Valorando la vida: No tiene precio

Arzobispo Paul S. Coakley

Hace más de cuarenta años, la Corte Suprema de los Estados Unidos de Norte América emitió su fallo histórico, en el caso de Roe contra Wade, legalizando el aborto en todo el país. Caso cerrado. Fin de la discusión, ¿O no? Obviamente, la decisión de la Corte Suprema no ha puesto fin al debate público sobre el aborto. La conversación continúa, a menudo de manera bastante contenciosa.

El lanzamiento reciente, y en curso, de una serie de videos clandestinos obtenidos por el Centro para el Progreso Médico demuestran la participación de la organización Planned Parenthood en el tráfico de órganos extraídos de fetos abortados (bebés no nacidos) ha renovado este debate con una urgencia que no se había visto en mucho tiempo. Los videos gráficos y declaraciones incriminatorias realizadas por funcionarios de Planned Parenthood han puesto esa organización y sus aliados en los medios de comunicación y al gobierno a la defensiva. También han despertado las conciencias de mucha gente de buena voluntad y entusiasmado a muchos más en el movimiento pro-vida, proporcionando nuevas evidencias de los hechos horribles intrínsecamente ligados a la dura realidad del aborto, que a menudo han sido disfrazados por eufemismos desinfectadas como "pro-elección", por evitar la palabra proabortista, y "salud reproductiva" por no decir lo que realmente significa que es el tener derecho a decidir sobre la vida de una criatura en el vientre de su madre. Esta justa indignación ha llevado a un nuevo llamado para que el gobierno elimine los fondos federales destinados a la organización de Planned Parenthood, el mayor proveedor de abortos en los Estados Unidos.

Sin hacer un juicio sobre la idoneidad de los métodos utilizados en la obtención de estos videos, no cabe duda de que han dejado en claro una alarmante pérdida de la sensibilidad a la dignidad intrínseca y el valor de la vida humana y de la persona humana. Como es evidente en estos videos y en otras formas de tráfico humano, el respeto por la vida humana se ha vulgarizado tanto que es a menudo es considerado como mera mercancía entre otras que se compra, vende y desecha. El Papa Francisco advirtió proféticamente contra las tendencias de nuestra "cultura del desecho", que ha perdido de vista la soberanía de Dios como Creador y nuestra responsabilidad como mayordomos de todos los dones de Dios.

 Estos videos perturbadores y las controversias que están engendrando ya han llevado a muchos a hablar y exigir mayor claridad en las cuentas y cambios. Pero también es una oportunidad para destacar los buenos esfuerzos e iniciativas que promueven el respeto por la vida y la preocupación auténtica por las mujeres que pueden estar tratando con embarazos problemáticos y los efectos de la pobreza que a menudo las deja sintiéndose vulnerables y sin esperanza. Tenemos la suerte de tener una organización como Birth Choice en nuestra comunidad proveyendo consejería y apoyo prenatal para mujeres embarazadas. Caridades Católicas tiene muchos servicios que ofrecen apoyo y asistencia a mujeres, niños y familias de manera cariñosa y compasiva. Project Gabriel/Proyecto Gabriel apoya a mujeres que experimentan embarazos problemáticos. Rachel’s Vineyard es un retiro para mujeres y hombres que sufren heridas emocionales, espirituales y relacionales por haber participado en un aborto.

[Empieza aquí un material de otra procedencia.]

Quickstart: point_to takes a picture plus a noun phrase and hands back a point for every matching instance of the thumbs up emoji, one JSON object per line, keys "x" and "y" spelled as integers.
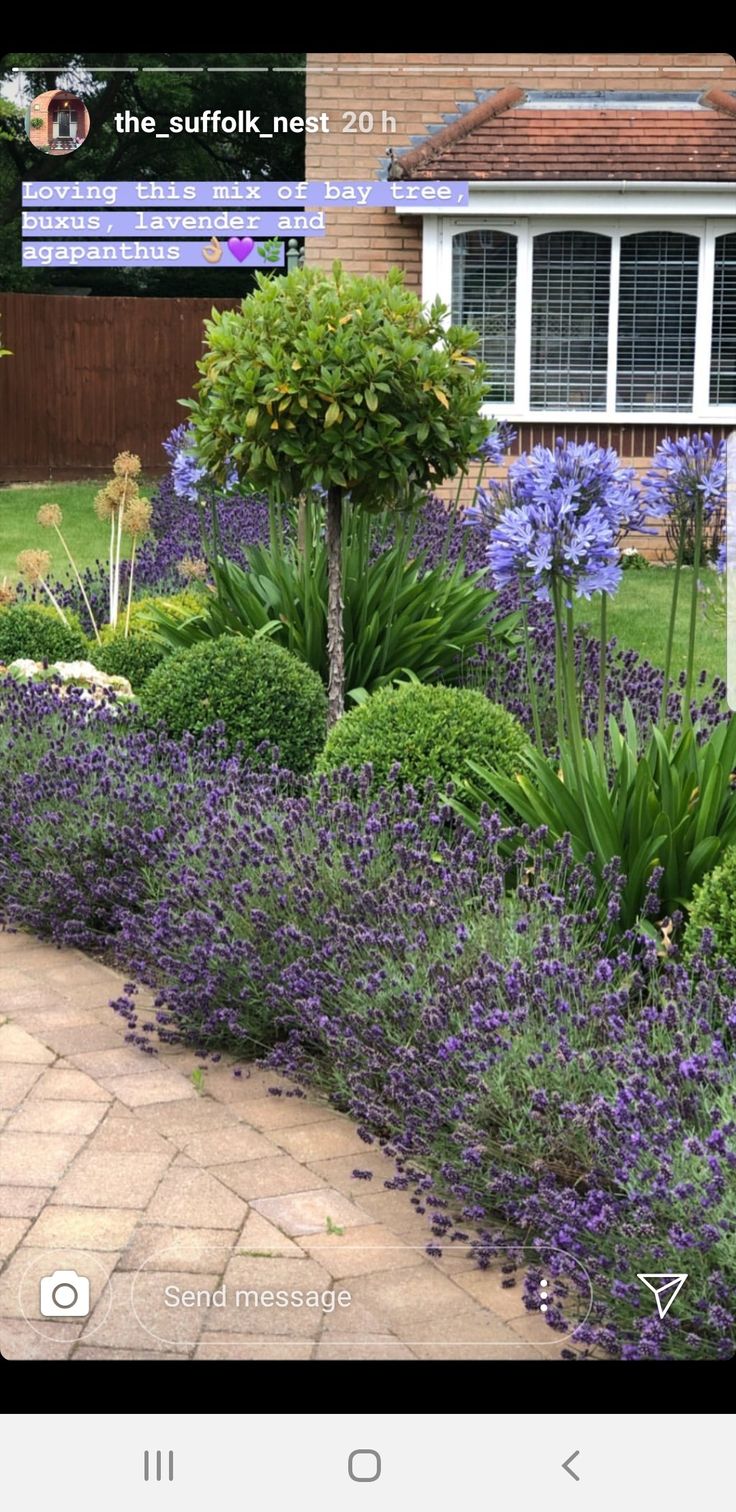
{"x": 213, "y": 251}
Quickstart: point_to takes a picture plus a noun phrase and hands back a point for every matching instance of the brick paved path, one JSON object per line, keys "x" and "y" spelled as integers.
{"x": 112, "y": 1164}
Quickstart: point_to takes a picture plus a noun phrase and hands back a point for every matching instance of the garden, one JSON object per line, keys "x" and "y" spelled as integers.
{"x": 361, "y": 783}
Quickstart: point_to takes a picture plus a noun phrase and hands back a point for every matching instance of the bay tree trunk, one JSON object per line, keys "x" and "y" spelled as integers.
{"x": 334, "y": 605}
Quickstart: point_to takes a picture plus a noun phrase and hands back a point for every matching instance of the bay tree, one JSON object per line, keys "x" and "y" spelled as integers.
{"x": 343, "y": 383}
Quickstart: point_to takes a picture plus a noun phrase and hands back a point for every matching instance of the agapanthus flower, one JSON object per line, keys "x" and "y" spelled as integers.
{"x": 559, "y": 517}
{"x": 497, "y": 443}
{"x": 683, "y": 469}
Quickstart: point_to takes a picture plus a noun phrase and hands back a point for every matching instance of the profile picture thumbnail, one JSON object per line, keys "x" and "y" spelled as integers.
{"x": 58, "y": 121}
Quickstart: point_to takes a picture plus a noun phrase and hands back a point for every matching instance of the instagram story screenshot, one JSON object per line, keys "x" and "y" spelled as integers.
{"x": 368, "y": 721}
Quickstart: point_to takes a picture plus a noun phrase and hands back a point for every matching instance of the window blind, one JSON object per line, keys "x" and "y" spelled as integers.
{"x": 723, "y": 345}
{"x": 658, "y": 295}
{"x": 484, "y": 295}
{"x": 570, "y": 304}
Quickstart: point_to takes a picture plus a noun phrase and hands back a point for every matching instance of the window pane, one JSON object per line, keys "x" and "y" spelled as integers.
{"x": 484, "y": 294}
{"x": 723, "y": 350}
{"x": 570, "y": 301}
{"x": 656, "y": 321}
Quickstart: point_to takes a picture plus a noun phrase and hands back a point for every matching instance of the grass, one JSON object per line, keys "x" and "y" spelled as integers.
{"x": 638, "y": 616}
{"x": 86, "y": 537}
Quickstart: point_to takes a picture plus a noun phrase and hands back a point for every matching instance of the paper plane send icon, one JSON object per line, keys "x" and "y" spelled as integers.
{"x": 665, "y": 1287}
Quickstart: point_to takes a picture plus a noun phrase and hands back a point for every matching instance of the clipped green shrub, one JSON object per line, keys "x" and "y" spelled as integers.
{"x": 428, "y": 729}
{"x": 37, "y": 632}
{"x": 132, "y": 656}
{"x": 714, "y": 907}
{"x": 260, "y": 691}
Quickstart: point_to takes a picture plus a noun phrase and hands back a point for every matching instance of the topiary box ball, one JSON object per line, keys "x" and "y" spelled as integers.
{"x": 429, "y": 731}
{"x": 37, "y": 632}
{"x": 257, "y": 690}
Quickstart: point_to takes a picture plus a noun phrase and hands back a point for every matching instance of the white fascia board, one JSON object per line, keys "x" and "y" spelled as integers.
{"x": 587, "y": 198}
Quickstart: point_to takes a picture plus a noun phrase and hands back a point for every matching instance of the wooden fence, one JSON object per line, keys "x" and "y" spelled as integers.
{"x": 91, "y": 377}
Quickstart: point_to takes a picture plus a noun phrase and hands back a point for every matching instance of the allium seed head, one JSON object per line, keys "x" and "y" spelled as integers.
{"x": 126, "y": 464}
{"x": 192, "y": 569}
{"x": 34, "y": 564}
{"x": 136, "y": 516}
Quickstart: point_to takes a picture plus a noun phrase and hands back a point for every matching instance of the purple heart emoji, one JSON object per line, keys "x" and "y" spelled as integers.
{"x": 241, "y": 245}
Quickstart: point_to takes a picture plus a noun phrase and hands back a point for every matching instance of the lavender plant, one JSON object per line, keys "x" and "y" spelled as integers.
{"x": 686, "y": 486}
{"x": 526, "y": 1077}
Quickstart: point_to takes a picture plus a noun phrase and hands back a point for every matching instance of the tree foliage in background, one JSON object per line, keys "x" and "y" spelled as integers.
{"x": 345, "y": 384}
{"x": 109, "y": 154}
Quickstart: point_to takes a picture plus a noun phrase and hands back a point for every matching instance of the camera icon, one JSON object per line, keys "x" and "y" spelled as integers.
{"x": 64, "y": 1295}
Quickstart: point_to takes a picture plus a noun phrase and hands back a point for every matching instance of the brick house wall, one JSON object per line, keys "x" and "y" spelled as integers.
{"x": 374, "y": 241}
{"x": 419, "y": 91}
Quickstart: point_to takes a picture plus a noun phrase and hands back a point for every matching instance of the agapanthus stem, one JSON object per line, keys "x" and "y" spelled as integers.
{"x": 452, "y": 514}
{"x": 694, "y": 608}
{"x": 53, "y": 601}
{"x": 559, "y": 666}
{"x": 532, "y": 684}
{"x": 602, "y": 678}
{"x": 573, "y": 714}
{"x": 112, "y": 567}
{"x": 673, "y": 620}
{"x": 80, "y": 584}
{"x": 130, "y": 587}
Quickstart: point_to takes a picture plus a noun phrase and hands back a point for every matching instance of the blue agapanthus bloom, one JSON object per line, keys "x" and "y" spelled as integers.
{"x": 496, "y": 445}
{"x": 559, "y": 519}
{"x": 188, "y": 475}
{"x": 683, "y": 470}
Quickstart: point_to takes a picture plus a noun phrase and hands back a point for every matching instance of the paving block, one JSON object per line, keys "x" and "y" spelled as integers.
{"x": 324, "y": 1139}
{"x": 11, "y": 1234}
{"x": 159, "y": 1086}
{"x": 111, "y": 1180}
{"x": 189, "y": 1249}
{"x": 195, "y": 1199}
{"x": 17, "y": 1045}
{"x": 312, "y": 1211}
{"x": 23, "y": 1202}
{"x": 83, "y": 1228}
{"x": 46, "y": 1116}
{"x": 70, "y": 1084}
{"x": 15, "y": 1083}
{"x": 37, "y": 1160}
{"x": 360, "y": 1251}
{"x": 266, "y": 1178}
{"x": 230, "y": 1145}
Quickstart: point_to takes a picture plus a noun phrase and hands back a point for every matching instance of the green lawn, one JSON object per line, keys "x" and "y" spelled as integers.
{"x": 86, "y": 537}
{"x": 638, "y": 614}
{"x": 640, "y": 617}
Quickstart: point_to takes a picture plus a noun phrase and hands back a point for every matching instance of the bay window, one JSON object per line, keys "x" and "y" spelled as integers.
{"x": 594, "y": 318}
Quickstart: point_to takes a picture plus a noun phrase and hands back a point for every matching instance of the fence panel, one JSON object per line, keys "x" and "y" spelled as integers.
{"x": 92, "y": 377}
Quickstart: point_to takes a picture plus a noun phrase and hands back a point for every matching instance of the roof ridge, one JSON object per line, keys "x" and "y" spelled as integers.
{"x": 493, "y": 105}
{"x": 720, "y": 100}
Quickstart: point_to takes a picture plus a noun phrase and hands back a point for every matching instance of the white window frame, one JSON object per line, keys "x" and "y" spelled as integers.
{"x": 439, "y": 233}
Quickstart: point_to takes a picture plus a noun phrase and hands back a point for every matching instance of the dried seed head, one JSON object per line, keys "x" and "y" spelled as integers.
{"x": 126, "y": 464}
{"x": 192, "y": 569}
{"x": 49, "y": 514}
{"x": 34, "y": 564}
{"x": 136, "y": 517}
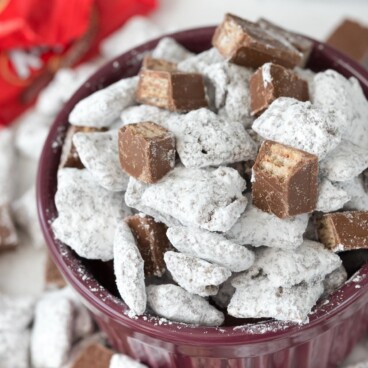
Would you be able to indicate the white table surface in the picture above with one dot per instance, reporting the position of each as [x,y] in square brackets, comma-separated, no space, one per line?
[22,271]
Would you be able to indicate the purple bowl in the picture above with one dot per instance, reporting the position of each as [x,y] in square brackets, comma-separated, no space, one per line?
[334,327]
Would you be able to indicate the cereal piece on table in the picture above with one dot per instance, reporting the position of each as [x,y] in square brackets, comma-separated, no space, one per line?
[170,50]
[345,100]
[309,263]
[211,199]
[345,162]
[195,275]
[87,214]
[53,277]
[25,215]
[334,280]
[8,233]
[163,86]
[258,228]
[247,44]
[99,153]
[151,241]
[302,44]
[16,312]
[285,180]
[146,151]
[330,197]
[129,270]
[211,247]
[300,125]
[137,114]
[203,139]
[69,155]
[173,302]
[102,108]
[124,361]
[52,333]
[344,230]
[14,349]
[351,38]
[257,297]
[272,81]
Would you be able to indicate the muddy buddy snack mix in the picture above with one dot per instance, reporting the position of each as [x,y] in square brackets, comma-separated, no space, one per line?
[215,185]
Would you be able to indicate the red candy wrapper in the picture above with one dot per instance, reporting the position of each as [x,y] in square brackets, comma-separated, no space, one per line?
[38,37]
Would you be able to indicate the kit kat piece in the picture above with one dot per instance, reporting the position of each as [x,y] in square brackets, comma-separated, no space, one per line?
[247,44]
[162,85]
[146,151]
[152,242]
[343,231]
[351,38]
[284,180]
[272,81]
[302,44]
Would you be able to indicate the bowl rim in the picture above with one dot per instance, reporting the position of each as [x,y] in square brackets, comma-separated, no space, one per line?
[104,303]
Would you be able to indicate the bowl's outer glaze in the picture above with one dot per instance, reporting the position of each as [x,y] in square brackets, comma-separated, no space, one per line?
[333,329]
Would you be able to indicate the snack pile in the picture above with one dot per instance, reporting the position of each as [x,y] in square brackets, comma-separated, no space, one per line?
[212,181]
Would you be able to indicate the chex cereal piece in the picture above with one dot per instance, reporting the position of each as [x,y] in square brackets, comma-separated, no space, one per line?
[284,180]
[129,270]
[16,312]
[99,153]
[8,234]
[246,43]
[87,214]
[69,155]
[173,302]
[211,247]
[345,99]
[302,44]
[300,125]
[257,297]
[25,215]
[357,193]
[146,151]
[272,81]
[310,262]
[137,114]
[170,50]
[255,227]
[163,86]
[330,197]
[344,230]
[208,198]
[52,333]
[203,139]
[345,162]
[151,241]
[14,349]
[53,277]
[195,275]
[124,361]
[103,107]
[334,280]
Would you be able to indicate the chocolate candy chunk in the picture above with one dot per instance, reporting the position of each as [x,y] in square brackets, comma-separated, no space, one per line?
[69,156]
[152,242]
[344,230]
[247,44]
[351,38]
[94,355]
[161,85]
[284,180]
[272,81]
[146,151]
[8,234]
[302,44]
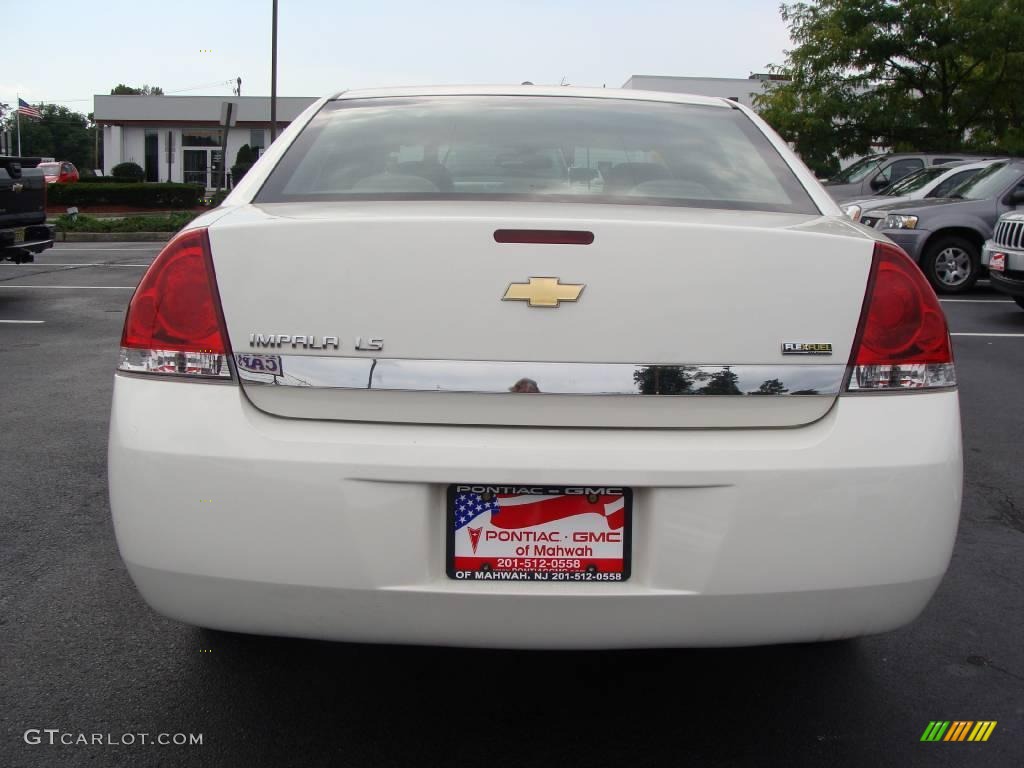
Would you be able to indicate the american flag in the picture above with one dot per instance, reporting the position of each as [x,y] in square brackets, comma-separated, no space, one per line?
[470,506]
[28,110]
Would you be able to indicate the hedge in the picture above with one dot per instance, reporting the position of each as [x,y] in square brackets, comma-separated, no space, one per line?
[98,180]
[139,196]
[170,223]
[128,172]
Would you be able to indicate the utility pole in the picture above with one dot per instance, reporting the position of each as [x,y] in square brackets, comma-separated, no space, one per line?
[273,75]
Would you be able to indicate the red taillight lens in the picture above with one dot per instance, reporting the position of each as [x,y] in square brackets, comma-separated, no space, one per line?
[902,342]
[174,324]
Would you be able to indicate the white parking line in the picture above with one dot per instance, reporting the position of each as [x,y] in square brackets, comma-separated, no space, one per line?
[100,288]
[998,336]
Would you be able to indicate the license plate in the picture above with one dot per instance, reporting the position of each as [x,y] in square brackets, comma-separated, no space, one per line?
[260,364]
[539,532]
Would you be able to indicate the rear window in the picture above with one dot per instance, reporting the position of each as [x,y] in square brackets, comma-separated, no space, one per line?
[536,147]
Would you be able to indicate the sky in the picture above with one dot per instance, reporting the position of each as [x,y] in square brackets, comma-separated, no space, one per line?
[196,47]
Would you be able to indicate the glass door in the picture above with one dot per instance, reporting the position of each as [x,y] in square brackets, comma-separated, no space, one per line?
[197,167]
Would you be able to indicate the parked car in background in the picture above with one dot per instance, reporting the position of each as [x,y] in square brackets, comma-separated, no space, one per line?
[1004,256]
[934,181]
[872,174]
[60,172]
[945,237]
[24,230]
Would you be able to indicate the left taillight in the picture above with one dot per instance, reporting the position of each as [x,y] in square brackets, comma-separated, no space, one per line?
[174,325]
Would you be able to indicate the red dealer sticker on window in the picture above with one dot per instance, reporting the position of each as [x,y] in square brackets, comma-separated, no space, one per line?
[539,532]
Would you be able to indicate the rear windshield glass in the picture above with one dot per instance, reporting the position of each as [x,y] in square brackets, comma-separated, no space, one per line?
[857,171]
[536,147]
[914,181]
[991,181]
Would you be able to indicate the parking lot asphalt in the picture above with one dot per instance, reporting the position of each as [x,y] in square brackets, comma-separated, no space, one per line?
[81,652]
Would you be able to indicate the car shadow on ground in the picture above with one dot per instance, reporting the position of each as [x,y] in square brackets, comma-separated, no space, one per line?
[372,705]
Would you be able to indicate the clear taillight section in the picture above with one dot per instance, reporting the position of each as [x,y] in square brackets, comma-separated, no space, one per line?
[174,325]
[903,342]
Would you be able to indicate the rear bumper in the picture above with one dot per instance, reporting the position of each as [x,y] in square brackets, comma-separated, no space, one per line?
[1006,285]
[230,518]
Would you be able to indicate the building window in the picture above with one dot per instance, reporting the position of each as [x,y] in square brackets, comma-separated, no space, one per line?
[152,155]
[200,137]
[257,139]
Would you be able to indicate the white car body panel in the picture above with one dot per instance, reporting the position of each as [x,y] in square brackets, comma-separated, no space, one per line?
[335,530]
[318,511]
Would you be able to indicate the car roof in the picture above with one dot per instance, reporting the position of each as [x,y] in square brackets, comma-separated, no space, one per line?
[536,90]
[969,165]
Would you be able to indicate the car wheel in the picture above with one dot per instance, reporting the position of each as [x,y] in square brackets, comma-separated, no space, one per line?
[951,264]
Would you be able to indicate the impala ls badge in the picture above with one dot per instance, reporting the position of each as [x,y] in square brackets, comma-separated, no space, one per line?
[299,341]
[547,292]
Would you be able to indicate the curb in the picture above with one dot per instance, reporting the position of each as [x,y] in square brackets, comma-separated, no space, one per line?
[113,237]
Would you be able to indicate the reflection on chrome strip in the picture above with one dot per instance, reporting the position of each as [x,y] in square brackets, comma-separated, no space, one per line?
[493,377]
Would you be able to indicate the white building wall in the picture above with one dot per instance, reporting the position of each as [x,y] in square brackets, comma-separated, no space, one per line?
[127,144]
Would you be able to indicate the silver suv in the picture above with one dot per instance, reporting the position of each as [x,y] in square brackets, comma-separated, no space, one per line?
[871,174]
[1004,255]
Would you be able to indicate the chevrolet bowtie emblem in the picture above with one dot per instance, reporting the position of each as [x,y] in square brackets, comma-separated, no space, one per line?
[543,292]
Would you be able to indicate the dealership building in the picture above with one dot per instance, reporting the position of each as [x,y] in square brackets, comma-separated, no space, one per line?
[178,138]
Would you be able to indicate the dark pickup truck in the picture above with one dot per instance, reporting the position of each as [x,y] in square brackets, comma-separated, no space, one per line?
[24,230]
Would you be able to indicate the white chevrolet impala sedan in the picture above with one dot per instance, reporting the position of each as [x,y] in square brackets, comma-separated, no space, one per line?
[535,368]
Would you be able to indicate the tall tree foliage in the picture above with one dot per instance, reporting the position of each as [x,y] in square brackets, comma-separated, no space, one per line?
[144,90]
[929,75]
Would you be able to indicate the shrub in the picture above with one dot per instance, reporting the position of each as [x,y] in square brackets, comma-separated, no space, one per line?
[137,196]
[170,223]
[128,172]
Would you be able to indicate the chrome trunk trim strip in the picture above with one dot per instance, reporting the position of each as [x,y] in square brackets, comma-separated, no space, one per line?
[503,377]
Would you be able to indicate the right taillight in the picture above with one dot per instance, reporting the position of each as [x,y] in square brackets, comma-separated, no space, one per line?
[902,342]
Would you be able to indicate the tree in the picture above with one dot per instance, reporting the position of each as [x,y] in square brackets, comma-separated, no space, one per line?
[771,386]
[721,382]
[665,379]
[145,90]
[928,75]
[60,133]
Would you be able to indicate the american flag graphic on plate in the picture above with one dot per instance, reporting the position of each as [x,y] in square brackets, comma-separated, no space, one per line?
[539,532]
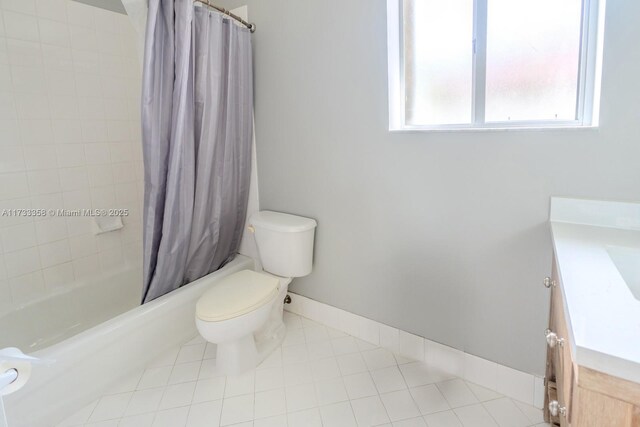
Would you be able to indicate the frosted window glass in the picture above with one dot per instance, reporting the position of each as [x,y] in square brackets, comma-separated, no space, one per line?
[438,48]
[533,50]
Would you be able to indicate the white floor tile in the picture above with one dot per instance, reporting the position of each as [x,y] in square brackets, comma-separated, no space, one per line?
[108,423]
[269,403]
[269,378]
[155,377]
[388,379]
[294,337]
[534,415]
[191,353]
[316,333]
[360,385]
[319,374]
[506,413]
[378,358]
[240,384]
[143,420]
[369,411]
[325,369]
[206,414]
[331,391]
[443,419]
[418,373]
[306,418]
[344,345]
[238,409]
[475,416]
[176,417]
[80,417]
[319,350]
[184,372]
[429,399]
[338,415]
[399,405]
[301,397]
[144,401]
[295,354]
[351,364]
[209,369]
[483,394]
[277,421]
[413,422]
[298,373]
[178,395]
[110,407]
[167,359]
[209,389]
[457,393]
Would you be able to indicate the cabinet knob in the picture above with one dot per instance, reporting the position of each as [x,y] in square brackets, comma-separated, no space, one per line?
[555,409]
[553,339]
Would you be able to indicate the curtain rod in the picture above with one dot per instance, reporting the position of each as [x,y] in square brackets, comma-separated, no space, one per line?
[251,27]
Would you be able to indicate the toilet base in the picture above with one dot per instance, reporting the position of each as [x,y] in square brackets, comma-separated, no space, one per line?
[236,357]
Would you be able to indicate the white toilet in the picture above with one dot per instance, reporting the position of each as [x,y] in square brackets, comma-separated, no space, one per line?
[242,313]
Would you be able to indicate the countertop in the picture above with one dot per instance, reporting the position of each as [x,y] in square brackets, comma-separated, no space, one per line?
[603,314]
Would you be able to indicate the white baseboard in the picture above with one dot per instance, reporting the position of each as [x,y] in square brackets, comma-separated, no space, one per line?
[518,385]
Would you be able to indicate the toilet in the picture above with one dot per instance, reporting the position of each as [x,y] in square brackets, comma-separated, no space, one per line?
[242,313]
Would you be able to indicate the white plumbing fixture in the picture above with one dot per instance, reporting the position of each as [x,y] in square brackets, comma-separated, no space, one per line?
[242,314]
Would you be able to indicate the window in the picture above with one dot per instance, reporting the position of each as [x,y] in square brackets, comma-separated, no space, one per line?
[493,63]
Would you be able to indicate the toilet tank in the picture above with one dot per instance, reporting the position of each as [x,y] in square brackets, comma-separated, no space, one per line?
[285,242]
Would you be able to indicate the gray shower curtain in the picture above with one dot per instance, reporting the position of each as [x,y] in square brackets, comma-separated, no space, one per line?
[197,114]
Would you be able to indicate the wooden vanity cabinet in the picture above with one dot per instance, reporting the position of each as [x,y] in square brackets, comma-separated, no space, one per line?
[585,397]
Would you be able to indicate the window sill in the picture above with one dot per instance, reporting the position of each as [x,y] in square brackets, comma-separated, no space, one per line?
[495,129]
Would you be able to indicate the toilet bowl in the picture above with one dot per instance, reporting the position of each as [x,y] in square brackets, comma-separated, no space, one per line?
[242,314]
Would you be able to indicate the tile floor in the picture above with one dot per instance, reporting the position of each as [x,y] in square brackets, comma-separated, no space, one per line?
[318,377]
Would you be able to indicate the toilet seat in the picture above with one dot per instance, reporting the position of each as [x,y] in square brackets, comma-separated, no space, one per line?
[237,294]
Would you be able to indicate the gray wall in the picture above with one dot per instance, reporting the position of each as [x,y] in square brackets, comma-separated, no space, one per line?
[442,234]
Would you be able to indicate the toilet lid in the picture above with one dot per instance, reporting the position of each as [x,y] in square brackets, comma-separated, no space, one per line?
[235,295]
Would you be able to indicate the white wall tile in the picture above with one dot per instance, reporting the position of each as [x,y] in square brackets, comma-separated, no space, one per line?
[58,275]
[54,253]
[35,132]
[21,262]
[72,179]
[27,287]
[18,237]
[411,346]
[40,157]
[44,181]
[13,185]
[70,155]
[51,229]
[11,159]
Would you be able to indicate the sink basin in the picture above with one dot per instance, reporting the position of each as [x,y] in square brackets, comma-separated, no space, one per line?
[627,261]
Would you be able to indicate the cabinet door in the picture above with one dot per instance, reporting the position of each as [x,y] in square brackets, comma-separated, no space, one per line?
[562,359]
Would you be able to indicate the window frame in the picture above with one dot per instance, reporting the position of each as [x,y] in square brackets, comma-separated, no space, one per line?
[589,73]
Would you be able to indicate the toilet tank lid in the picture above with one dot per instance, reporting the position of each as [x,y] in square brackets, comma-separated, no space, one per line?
[278,221]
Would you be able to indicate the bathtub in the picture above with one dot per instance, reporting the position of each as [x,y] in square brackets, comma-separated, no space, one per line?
[111,338]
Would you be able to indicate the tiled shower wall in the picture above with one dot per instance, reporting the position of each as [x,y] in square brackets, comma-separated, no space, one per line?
[69,139]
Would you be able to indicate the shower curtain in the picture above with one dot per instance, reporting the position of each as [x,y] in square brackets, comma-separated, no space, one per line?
[197,113]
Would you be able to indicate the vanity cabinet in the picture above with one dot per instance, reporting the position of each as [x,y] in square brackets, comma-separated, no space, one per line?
[575,395]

Después de haber sido re-sensibilizados a la tragedia del aborto a través de estas recientes controversias llamo a todos los fieles y a todos los hombres de buena voluntad para que tomen algún tipo de acción en apoyo de la dignidad y la santidad de toda vida humana desde la concepción hasta su fin natural. Es nuestra responsabilidad cívica y moral de participar en el proceso político como defensores de la dignidad de la vida humana, con todo lo que ello conlleva. Por último, insto por una respuesta orante. Nuestros corazones deben estar convertidos antes de que nuestra sociedad pueda decretar y abrazar leyes que incorporan un debido respeto por la santidad de la vida de manera consistente. Insto a las oraciones en nuestros hogares y parroquias para un renovado respeto por la dignidad de toda vida humana y para el rechazo de la mentalidad la cultura del desecho. De esta manera se tratarán a los seres humanos como realidad valiosa y no como algo desechables basándose ​​simplemente en su percibida utilidad dependiendo de la salud, edad o estatus económico. Cada vida es preciosa y tiene un valor infinito a los ojos de Dios que nos crea a cada uno de nosotros por amor.